Artan vakalar, kısıtlamalar ve tam karantina; dünya Koronavirüs'te ikinci dalgayı nasıl karşıladı?

01 Aralık 2020 16:00

Melis Karaca & Metin Kaan Kurtuluş

“Çin’deki esrarengiz virüs” haberlerini ilk görüşümüzün üzerinden neredeyse bir yıl geçti. Aylar sonra virüs haberlerinin önce uzaktaki bazı topraklara, daha sonra da bu kıtayı paylaştığımız ülkelere sıçradığını duyduk. Mart ayında Türkiye’de ilk vakanın görülmesinden sonra her akşam ‘turkuaz tablo’ ve telefon bildirimlerine kitlenirken ilk önlemler duyuruldu. Daha sonra tedbirler gevşedi ve yerini çoğunlukla “tembih”lere bıraktı. Şimdi ise o ilk aylardaki uygulamalar geri dönüyor ve Türkiye’de ikinci dalgayı yaşıyoruz.
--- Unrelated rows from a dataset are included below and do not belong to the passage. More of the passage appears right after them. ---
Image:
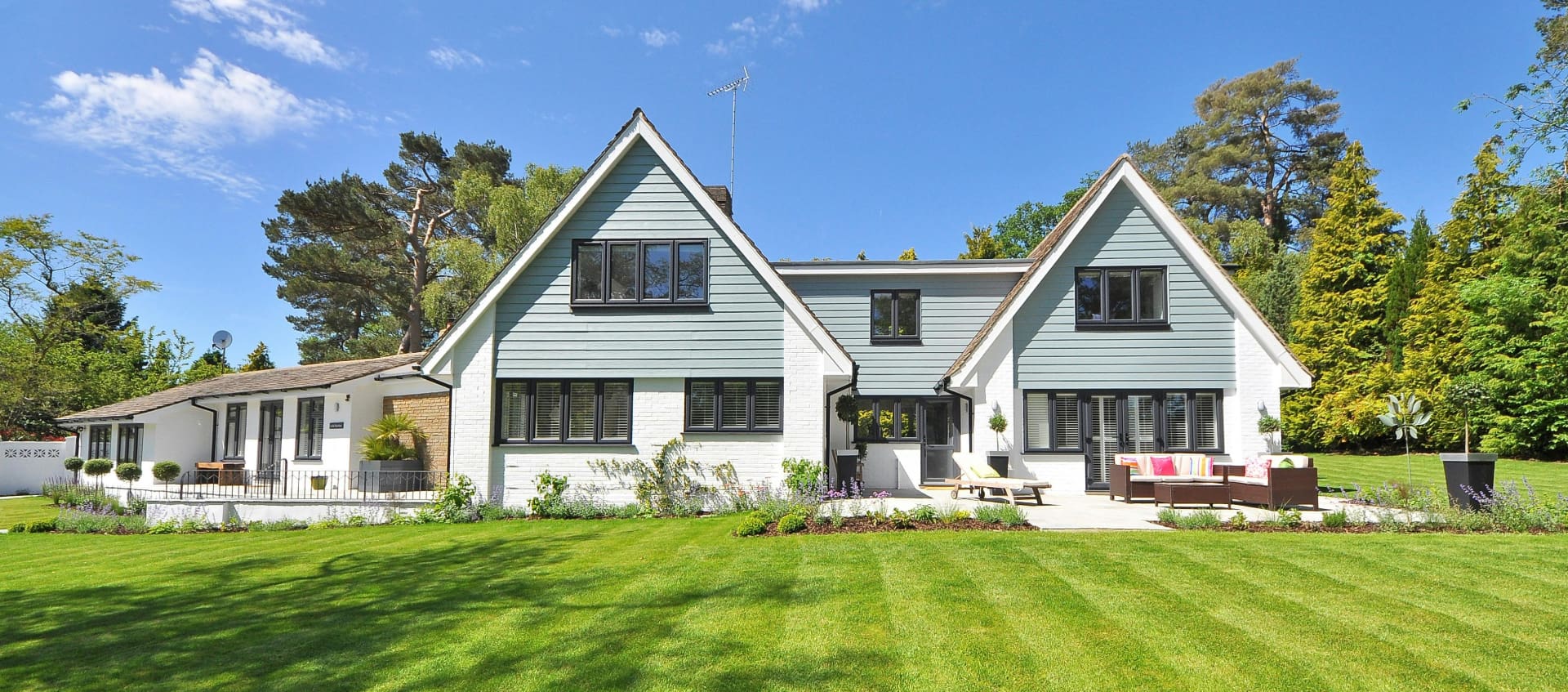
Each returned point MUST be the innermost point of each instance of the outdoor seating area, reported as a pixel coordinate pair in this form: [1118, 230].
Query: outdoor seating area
[1269, 480]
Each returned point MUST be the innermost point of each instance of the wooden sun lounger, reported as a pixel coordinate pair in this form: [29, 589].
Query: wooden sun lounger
[1005, 485]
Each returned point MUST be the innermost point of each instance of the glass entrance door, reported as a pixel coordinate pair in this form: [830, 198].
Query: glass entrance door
[1104, 440]
[937, 440]
[272, 440]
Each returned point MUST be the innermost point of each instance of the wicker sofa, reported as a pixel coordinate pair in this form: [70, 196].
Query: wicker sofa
[1285, 480]
[1133, 474]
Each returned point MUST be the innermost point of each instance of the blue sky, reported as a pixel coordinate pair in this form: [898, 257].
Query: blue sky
[173, 126]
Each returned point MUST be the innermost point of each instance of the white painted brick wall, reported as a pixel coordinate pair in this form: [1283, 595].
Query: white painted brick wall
[1258, 380]
[472, 382]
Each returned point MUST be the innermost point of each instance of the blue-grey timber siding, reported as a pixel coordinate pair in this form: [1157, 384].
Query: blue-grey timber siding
[1051, 354]
[739, 335]
[952, 310]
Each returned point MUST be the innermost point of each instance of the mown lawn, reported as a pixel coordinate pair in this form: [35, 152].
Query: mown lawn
[1343, 470]
[16, 511]
[681, 605]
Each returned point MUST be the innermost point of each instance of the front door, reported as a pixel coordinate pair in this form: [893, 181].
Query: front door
[272, 440]
[938, 440]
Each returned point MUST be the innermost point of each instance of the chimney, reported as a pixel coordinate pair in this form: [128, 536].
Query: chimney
[720, 195]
İkinci dalgayı sadece Türkiye değil, birçok ülke ağır bir biçimde geçiriyor. Farklı ülkeler,  dünya artık aşı için geri sayıma geçmişken Koronavirüs pandemisini yavaşlatmak için farklı yöntemler denedi. Bu yöntemlerin de sokaktaki, daha doğrusu artık çoğunlukla evlerinde olan vatandaşlara farklı etkileri oldu.

T24, farklı ülkelerde yaşayan insanların ikinci dalga gözlemlerini sordu. İşte 6 farklı ülkeden 6 farklı değerlendirme...
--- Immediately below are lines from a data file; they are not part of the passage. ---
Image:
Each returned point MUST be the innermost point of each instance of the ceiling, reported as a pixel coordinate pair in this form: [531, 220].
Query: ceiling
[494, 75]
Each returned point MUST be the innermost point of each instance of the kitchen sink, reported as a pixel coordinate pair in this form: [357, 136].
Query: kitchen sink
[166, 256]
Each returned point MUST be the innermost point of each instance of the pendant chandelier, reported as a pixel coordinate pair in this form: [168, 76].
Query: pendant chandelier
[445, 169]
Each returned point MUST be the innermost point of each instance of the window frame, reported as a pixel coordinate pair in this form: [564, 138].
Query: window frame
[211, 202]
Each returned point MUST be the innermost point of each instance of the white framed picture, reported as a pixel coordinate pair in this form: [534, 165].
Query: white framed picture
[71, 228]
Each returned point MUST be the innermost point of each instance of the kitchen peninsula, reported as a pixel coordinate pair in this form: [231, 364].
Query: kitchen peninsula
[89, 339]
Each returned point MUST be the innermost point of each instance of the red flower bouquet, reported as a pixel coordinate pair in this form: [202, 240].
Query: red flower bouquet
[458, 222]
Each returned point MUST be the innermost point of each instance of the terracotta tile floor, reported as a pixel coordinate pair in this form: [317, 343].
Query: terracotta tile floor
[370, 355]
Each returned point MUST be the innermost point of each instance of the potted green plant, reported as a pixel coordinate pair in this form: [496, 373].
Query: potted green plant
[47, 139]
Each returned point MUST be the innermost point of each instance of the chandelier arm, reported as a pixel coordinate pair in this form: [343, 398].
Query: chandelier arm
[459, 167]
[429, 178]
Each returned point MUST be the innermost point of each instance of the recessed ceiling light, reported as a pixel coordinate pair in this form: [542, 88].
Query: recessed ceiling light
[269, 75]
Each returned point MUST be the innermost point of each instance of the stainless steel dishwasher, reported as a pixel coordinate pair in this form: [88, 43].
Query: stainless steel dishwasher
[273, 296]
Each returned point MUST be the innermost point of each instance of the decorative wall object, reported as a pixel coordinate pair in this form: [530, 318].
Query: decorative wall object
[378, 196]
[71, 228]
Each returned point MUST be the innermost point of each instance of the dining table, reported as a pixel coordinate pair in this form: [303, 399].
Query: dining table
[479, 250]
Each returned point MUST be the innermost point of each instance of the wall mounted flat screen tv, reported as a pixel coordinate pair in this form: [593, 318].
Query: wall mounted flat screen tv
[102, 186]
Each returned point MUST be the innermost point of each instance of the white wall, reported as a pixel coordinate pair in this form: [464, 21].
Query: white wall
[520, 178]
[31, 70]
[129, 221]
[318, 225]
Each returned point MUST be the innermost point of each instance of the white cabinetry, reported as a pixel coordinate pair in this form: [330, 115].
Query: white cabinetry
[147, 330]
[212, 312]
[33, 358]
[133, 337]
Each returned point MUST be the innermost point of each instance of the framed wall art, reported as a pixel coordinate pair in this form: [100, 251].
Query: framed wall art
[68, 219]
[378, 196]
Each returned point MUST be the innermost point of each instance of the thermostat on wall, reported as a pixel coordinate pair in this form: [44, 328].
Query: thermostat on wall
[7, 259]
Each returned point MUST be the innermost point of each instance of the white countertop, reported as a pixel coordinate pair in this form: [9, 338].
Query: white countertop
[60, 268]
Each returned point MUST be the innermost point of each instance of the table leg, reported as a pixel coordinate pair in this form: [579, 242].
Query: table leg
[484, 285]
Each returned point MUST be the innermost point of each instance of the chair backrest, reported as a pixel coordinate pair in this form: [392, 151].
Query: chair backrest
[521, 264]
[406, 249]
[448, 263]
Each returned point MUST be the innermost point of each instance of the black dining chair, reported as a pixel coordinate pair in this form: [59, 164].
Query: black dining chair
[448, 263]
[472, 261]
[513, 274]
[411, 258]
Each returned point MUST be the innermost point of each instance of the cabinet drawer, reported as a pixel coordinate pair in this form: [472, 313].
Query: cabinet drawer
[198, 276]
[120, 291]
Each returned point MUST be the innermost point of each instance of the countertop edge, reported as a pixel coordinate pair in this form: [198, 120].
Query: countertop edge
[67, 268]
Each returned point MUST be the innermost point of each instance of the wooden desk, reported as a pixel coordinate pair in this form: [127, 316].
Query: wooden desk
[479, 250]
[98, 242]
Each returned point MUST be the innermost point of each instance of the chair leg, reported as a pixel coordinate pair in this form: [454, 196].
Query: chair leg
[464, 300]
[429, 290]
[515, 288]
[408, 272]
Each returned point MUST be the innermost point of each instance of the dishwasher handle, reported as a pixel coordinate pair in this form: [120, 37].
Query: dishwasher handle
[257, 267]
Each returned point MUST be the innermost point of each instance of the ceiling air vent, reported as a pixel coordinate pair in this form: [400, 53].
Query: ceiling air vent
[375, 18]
Almanya’nın doğusundan gözlemler: “Kısıtlamalar var fakat kısıtlamalara uyuluyor gibi bir hava yok”

Almanya’nın doğusundaki Leipzig kentinde yaşayan yüksek lisans öğrencisi Mehveş Kuris de önlemlerin “çevresinden dolaşanlardan” şikayetçi; “Kısıtlamalar var fakat kısıtlamalara uyuluyor gibi bir hava yok”
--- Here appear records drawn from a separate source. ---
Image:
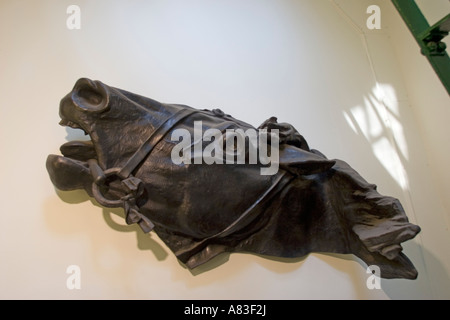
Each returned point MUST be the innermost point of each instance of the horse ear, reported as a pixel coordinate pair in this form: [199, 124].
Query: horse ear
[301, 162]
[89, 95]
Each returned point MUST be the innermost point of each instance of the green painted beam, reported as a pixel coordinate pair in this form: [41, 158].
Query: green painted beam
[428, 37]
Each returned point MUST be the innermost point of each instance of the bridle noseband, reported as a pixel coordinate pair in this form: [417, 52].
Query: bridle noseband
[132, 186]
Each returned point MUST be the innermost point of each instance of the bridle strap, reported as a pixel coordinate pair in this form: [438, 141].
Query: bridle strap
[131, 185]
[147, 147]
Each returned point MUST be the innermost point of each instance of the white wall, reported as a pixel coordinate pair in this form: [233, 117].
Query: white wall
[364, 96]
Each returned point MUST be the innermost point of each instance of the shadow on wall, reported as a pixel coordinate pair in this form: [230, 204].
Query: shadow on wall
[378, 119]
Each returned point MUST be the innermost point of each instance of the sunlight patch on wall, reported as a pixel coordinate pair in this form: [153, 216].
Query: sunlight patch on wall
[377, 119]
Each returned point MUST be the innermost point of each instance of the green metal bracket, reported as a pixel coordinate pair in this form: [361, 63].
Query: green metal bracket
[428, 37]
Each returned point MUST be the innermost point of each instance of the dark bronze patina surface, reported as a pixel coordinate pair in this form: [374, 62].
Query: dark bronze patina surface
[311, 204]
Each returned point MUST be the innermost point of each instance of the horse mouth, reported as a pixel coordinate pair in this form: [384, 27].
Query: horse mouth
[81, 150]
[70, 171]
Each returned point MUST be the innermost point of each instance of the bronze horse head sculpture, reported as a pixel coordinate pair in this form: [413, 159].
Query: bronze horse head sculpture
[199, 210]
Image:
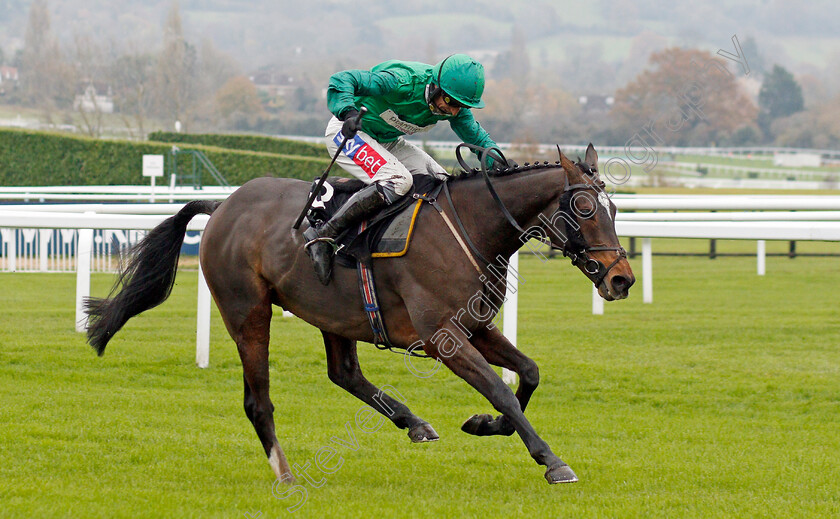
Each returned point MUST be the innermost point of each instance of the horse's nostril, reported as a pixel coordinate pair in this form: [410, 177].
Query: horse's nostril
[621, 283]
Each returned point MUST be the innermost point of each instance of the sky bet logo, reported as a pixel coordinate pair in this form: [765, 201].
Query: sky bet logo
[366, 157]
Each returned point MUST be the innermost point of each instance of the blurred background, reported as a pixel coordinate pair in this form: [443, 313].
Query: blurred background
[559, 71]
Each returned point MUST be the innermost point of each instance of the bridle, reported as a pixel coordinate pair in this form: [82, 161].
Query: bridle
[579, 255]
[575, 246]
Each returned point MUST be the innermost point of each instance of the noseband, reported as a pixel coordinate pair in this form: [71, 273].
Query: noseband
[575, 247]
[579, 252]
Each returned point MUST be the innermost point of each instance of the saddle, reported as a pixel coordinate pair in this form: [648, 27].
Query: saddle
[385, 235]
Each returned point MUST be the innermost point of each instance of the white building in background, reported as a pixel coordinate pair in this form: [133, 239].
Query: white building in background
[90, 100]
Düzenlemelere göre bütün yeme-içme mekanlarının kapalı olduğuna, açık olanların da sadece paket servis verdiğine dikkat çeken Kuris, “Teoride gerçekten bu böyle ama büyük kalabalıklar yemeklerini alıp restoranın önünde yiyebiliyor. İnsanlar için kalabalık gruplarla etkileşim devam ediyor. Marketler normalde içeri giren kişi sayısını kontrol edip her el arabasını dezenfekte ederken bu uygulamalar artık söz konusu değil” değerlendirmesinde bulundu.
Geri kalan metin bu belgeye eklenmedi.